Как Вы поживаете вообще? Давно уже я Вас не видел. Где Ваши? Где Сережа?

В Москве я буду жить до 2-го октября - к Вашим услугам. Всякое Ваше поручение исполню с большим удовольствием.

В середине октября я опять буду в Москве. Приезжайте и Вы, пообедаем вместе, помянем добром старину. Останавливаюсь я обыкновенно в Б<ольшой> московской, первый подъезд (считая со стороны Тверской), бородатый швейцар.

Денег нет. Старею.

Низко кланяюсь Вам и всем Вашим. Будьте здоровы и счастливы.

Ваш А. Чехов.

26 сент.

1592. Т. Л. ЩЕПКИНОЙ-КУПЕРНИК

Конец сентября 1895 г. Москва.

Милая Таня, драгоценная девочка, я заболел сразу пятью тифами и изнемог от желаний. Не могу прибыть.

Простите.

Миллион поцелуев!!!

А. Чехов.

На обороте:

Ее высокородию

Татьяне Львовне Щепкиной-Куперник.

1593. И. И. ГОРБУНОВУ-ПОСАДОВУ

3 октября 1895 г. Москва.

3 окт. Б. московская гостиница.

Многоуважаемый Иван Иванович, я опять получил от Ф. Ф. Тищенко письмо, в котором он извещает, что рассказы его забракованы в "Русском богатстве", и настойчиво умоляет найти ему хотя какое-нибудь место, хотя бы место акцизного надзирателя, которое он раньше занимал. Место это ему несимпатично, и он просит похлопотать о нем только в крайнем случае. Судя по тону письма и по тому, что у меня нет никакого места на примете, этот крайний случай уже наступил. Не придумали ли Вы чего-нибудь? Напишите. Если нет ничего, то придется обратиться к московскому обер-акцизнику и акцизному литератору Куманину, бывшему издателю "Артиста".

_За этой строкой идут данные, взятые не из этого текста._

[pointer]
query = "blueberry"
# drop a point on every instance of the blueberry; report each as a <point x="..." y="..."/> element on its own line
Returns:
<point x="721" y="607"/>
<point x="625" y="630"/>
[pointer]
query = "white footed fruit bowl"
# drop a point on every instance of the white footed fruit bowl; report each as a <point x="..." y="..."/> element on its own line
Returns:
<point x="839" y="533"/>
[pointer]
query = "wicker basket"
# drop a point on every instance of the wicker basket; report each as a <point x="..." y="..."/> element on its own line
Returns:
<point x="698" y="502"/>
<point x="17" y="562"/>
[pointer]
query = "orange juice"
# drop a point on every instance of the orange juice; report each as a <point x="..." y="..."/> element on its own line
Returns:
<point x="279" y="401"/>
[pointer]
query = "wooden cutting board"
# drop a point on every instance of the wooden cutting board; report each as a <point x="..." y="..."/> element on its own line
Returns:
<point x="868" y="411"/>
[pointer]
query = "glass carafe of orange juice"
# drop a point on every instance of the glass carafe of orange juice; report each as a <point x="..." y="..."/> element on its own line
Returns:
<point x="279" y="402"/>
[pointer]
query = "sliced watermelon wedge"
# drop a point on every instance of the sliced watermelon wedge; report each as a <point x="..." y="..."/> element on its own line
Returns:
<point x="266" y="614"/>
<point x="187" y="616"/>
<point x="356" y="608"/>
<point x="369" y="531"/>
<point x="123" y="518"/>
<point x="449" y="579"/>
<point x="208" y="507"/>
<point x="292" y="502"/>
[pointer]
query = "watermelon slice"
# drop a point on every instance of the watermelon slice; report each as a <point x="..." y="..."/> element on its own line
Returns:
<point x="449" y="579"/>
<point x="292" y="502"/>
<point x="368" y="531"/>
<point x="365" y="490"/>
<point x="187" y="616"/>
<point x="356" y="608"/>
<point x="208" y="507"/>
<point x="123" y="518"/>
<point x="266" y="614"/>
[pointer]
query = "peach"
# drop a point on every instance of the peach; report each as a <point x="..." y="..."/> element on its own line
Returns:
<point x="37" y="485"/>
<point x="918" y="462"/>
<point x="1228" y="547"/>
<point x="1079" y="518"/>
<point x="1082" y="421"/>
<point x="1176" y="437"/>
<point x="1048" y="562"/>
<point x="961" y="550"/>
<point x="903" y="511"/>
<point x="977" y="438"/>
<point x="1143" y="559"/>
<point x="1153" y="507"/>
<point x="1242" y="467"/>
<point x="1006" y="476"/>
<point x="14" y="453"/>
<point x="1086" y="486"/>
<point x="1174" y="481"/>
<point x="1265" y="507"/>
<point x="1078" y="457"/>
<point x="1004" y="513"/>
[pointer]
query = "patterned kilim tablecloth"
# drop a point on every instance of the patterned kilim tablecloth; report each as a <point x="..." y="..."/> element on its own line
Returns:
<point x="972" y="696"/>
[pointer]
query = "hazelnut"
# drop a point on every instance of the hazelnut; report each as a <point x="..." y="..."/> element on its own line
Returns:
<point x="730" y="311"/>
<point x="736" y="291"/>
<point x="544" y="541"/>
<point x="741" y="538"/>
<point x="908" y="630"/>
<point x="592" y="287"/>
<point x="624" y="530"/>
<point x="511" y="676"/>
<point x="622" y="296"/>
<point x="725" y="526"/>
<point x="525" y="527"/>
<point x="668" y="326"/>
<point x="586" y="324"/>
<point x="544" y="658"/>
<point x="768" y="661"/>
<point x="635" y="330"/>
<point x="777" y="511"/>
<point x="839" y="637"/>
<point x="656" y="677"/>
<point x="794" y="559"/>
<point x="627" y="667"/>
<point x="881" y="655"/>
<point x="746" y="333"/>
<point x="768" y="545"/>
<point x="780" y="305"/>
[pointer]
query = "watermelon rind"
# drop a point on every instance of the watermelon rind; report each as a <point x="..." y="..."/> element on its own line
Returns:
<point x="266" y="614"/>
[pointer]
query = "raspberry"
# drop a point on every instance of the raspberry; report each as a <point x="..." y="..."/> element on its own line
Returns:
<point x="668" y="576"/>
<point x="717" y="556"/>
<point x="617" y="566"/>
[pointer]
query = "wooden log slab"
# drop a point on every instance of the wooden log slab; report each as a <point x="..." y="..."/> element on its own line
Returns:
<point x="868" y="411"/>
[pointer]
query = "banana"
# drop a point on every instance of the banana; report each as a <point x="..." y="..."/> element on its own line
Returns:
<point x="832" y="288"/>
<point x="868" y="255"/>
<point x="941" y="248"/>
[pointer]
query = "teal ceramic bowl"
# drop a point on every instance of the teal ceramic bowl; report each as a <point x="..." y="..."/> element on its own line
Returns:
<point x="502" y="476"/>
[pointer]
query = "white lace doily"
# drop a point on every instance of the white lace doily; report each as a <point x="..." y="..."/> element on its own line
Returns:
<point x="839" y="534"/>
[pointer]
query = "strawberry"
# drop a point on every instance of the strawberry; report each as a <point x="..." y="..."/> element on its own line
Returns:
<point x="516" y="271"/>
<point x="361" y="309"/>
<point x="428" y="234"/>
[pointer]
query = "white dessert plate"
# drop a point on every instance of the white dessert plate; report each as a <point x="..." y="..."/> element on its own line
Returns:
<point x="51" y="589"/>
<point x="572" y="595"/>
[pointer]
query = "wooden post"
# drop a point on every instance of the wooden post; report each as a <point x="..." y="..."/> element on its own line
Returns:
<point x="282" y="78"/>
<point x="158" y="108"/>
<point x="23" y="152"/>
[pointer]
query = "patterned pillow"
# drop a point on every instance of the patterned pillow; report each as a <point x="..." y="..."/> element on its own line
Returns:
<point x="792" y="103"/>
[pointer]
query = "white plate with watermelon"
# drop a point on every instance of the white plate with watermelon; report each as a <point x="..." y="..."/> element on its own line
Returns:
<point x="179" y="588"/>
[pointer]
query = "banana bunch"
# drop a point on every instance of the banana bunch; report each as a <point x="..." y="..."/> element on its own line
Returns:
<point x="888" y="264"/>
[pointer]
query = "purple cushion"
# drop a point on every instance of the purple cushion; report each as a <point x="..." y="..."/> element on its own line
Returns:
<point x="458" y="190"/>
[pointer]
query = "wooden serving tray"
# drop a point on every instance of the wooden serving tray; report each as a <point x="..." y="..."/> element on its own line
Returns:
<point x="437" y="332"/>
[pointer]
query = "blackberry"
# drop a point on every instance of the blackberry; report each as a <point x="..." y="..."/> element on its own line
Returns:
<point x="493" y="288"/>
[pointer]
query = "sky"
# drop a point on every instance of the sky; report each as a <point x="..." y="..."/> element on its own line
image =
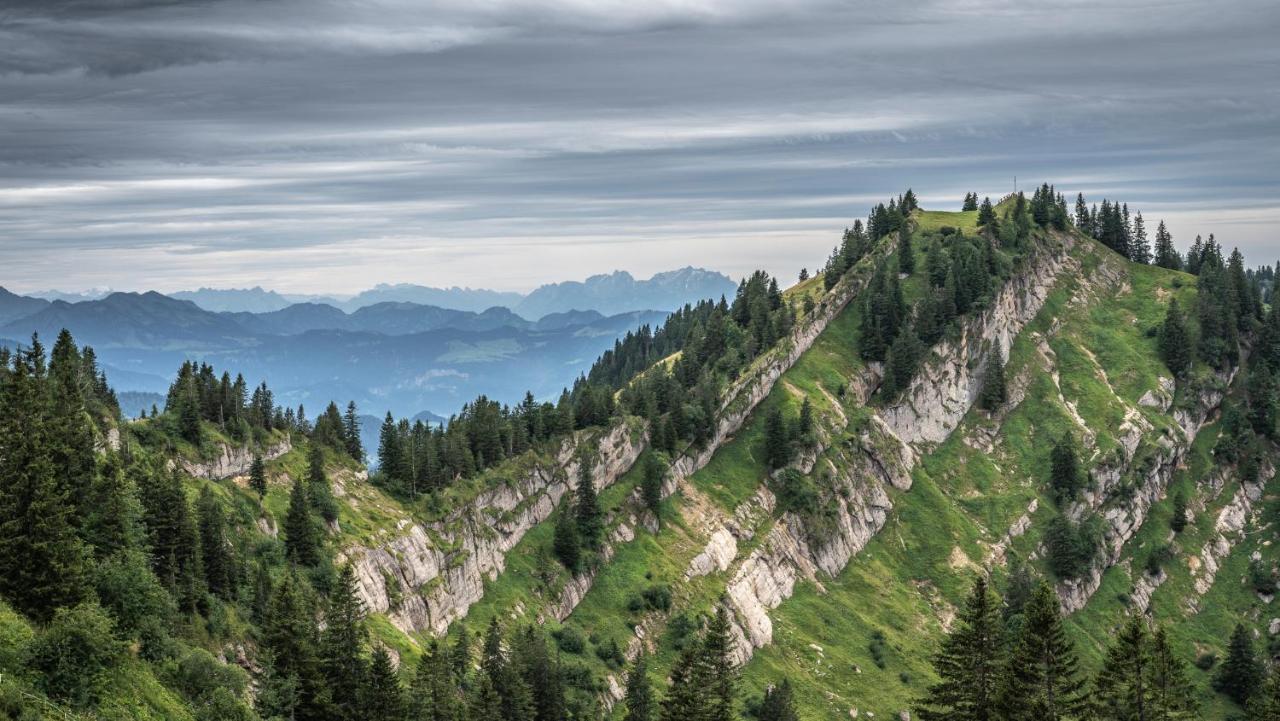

Адрес Потапенко: Петербург, Николаевская, 61.

Отвратительная погода угнетает меня, и я кашляю. А как Ваше здоровье? Как глаза?

А я пишу, хлопочу, хлопочу и хлопочу. Всяких Вам благ.

Ваш А. Чехов.

Когда Лев Николаевич будет в Москве?

1594. И. Д. СЫТИНУ (Черновое)

4 (?) октября 1895 г. Мелихово.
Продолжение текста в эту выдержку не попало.